Experts have warned that British Airways faces compensation claims that could top £100 million following the bank holiday weekend chaos.
Here are some of the key questions around the claims process:
:: What rules apply?
EU law protects passengers whose flights are delayed or cancelled under the Denied Boarding Regulation.
This applies to flights either departing from an EU airport or those that are both arriving at an EU airport and operated by an EU airline.
:: Does this mean travellers are guaranteed a payout every time there is disruption?
No, airlines only have to provide assistance if the disruption was within its control, such as technical faults or overbooking.

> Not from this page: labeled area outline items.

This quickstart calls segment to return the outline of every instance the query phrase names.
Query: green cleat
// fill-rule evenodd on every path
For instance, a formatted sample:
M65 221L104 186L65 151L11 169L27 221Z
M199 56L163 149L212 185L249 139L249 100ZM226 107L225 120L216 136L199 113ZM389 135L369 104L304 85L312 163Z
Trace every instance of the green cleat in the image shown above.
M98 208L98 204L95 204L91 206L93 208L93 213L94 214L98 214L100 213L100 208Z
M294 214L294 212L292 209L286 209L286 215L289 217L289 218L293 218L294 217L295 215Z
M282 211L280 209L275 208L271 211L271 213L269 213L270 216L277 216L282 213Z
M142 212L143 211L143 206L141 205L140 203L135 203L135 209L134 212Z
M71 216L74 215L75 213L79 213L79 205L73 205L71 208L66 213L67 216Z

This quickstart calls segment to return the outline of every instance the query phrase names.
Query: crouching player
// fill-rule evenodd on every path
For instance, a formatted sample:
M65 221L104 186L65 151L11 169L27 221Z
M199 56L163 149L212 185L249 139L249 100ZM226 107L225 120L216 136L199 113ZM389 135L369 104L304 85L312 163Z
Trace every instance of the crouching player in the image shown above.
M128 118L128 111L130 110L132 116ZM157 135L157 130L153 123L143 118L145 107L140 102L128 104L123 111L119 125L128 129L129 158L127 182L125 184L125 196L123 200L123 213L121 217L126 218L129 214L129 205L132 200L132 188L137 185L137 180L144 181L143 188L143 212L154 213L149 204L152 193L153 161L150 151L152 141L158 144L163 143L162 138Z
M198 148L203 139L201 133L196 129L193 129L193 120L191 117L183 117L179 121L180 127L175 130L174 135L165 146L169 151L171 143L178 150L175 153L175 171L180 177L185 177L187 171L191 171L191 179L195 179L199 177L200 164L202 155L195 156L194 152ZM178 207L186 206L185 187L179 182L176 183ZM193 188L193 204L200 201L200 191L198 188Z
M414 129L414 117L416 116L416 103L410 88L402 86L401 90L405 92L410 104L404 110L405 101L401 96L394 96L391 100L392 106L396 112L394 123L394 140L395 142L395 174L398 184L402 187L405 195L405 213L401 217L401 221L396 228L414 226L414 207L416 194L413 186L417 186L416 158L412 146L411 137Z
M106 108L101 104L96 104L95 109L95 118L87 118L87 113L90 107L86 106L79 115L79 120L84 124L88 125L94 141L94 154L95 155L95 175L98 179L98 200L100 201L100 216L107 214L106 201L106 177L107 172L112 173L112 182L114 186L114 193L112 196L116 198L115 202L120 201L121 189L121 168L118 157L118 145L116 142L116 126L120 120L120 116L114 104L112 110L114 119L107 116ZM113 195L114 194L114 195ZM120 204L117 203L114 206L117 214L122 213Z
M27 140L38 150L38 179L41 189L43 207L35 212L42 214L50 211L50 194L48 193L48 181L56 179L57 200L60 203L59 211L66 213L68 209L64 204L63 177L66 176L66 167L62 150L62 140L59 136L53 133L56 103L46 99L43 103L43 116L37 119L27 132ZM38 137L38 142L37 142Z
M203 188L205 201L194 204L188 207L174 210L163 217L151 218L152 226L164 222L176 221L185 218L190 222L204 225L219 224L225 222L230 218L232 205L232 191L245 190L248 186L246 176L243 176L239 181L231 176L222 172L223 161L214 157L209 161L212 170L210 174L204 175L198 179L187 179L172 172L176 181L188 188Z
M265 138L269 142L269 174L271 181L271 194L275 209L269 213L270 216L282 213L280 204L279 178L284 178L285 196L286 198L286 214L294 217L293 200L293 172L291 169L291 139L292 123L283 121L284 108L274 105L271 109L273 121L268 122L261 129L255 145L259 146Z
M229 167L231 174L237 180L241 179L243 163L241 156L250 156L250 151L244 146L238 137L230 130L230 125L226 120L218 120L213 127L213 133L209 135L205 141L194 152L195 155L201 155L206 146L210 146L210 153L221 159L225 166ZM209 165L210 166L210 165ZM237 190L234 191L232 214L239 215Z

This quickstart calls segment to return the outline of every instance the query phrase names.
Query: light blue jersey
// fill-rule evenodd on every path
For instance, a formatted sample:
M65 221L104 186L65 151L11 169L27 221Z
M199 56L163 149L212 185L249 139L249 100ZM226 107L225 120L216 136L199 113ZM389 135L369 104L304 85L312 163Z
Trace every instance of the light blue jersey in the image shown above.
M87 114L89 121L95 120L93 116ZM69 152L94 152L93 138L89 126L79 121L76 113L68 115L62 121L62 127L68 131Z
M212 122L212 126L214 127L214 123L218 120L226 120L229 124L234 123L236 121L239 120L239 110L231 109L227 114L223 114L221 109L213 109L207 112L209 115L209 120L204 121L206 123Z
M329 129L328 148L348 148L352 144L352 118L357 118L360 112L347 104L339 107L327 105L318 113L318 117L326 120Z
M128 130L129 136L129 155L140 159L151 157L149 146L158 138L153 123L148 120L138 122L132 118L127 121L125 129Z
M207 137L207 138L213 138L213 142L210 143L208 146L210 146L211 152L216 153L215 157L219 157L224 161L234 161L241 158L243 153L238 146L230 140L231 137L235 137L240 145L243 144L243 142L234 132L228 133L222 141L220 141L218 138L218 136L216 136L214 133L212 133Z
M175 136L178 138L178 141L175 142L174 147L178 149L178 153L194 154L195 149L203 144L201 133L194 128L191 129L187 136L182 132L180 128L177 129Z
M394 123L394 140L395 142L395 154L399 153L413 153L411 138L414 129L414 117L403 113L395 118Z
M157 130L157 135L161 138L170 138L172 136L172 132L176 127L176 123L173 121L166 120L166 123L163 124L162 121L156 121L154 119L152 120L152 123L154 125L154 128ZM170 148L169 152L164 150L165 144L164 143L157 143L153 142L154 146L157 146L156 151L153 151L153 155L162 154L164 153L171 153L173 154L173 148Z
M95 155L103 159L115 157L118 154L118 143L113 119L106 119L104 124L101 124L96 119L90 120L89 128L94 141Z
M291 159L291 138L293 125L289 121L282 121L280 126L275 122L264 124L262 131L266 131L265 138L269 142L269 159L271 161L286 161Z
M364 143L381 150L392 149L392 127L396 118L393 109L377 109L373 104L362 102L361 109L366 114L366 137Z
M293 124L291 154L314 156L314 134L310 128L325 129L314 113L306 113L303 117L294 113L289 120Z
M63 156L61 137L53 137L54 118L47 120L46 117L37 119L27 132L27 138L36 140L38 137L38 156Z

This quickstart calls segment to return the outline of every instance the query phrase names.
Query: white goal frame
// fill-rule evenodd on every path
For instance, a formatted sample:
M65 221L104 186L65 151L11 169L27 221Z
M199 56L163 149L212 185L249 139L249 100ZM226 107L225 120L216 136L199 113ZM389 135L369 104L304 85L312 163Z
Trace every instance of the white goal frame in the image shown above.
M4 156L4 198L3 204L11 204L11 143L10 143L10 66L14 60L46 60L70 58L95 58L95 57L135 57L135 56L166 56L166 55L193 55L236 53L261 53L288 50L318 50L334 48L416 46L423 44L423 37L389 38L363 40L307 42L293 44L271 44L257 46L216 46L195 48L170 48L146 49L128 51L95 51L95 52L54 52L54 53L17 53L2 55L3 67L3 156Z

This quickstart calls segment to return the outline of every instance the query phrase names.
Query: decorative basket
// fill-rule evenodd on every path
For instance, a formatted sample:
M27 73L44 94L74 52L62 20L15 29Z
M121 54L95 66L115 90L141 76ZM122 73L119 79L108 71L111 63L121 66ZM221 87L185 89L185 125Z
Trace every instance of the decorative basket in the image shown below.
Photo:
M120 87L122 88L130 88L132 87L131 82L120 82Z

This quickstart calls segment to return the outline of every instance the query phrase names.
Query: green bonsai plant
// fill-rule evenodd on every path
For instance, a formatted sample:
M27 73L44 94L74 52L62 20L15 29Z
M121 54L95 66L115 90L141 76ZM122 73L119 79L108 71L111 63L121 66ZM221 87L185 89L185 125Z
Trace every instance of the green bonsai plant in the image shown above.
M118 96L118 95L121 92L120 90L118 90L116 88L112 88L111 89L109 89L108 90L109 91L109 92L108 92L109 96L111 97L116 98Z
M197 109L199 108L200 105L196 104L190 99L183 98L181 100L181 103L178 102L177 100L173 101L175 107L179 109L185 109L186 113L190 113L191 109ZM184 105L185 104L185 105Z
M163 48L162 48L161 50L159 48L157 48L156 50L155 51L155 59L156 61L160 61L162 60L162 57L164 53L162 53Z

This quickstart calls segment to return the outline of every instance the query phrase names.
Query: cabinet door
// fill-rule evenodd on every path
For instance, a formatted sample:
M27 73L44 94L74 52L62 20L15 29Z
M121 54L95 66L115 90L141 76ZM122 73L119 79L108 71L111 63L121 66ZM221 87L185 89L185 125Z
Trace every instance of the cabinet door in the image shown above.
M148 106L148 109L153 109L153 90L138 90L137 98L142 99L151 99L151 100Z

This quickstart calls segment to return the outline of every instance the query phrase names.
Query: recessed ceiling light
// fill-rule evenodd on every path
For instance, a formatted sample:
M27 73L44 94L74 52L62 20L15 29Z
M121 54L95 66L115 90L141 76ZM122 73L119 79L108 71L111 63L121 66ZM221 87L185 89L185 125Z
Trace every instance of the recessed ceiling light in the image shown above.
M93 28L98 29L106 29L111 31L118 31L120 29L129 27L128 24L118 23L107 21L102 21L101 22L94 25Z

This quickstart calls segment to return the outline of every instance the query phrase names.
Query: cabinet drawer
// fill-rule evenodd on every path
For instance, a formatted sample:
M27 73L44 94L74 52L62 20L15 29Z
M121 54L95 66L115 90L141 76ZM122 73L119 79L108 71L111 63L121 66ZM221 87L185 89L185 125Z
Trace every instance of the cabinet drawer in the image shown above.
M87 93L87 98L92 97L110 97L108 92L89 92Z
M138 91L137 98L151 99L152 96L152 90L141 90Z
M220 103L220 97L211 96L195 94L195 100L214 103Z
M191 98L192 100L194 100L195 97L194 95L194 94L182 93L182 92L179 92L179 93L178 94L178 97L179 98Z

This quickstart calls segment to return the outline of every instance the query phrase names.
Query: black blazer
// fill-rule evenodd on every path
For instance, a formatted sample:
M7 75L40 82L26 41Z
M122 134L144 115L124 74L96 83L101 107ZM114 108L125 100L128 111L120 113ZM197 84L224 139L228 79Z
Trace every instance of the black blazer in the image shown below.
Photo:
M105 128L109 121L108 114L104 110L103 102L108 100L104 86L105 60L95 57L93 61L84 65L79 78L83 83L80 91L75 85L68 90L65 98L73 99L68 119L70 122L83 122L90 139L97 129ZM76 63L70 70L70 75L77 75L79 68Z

Bad weather and strikes do not count.
:: How delayed does a flight have to be to warrant compensation?
Assistance must be provided for short-haul flights delayed by at least two hours, medium-haul flights delayed by three hours and long-haul flights delayed by four hours.
Passengers are entitled to meals, refreshments, phone calls, as well as accommodation if an overnight stay is required.
:: What if a flight is cancelled?
In this instance, airlines have to offer full refunds or re-book passengers onto alternative flights.
:: Can passengers receive cash compensation?
Cancelled short-haul flights can result in 250 euro (£218) payouts, medium-haul 400 euros (£349) and long-haul 600 euros (£524), depending on the timings of alternative flights.
:: Is compensation automatic?
No, disrupted passengers must write a letter of complaint to the airline. They should keep as much evidence as they can, such as boarding cards and receipts to claim expenses.
A template letter can be found on the website of consumer watchdog Which?.
:: What has BA said about compensation?
The airline said in a statement that it will "fully comply with all of the relevant EU compensation regulations" and will be "working as hard as we can to process all payments to customers as quickly as we can".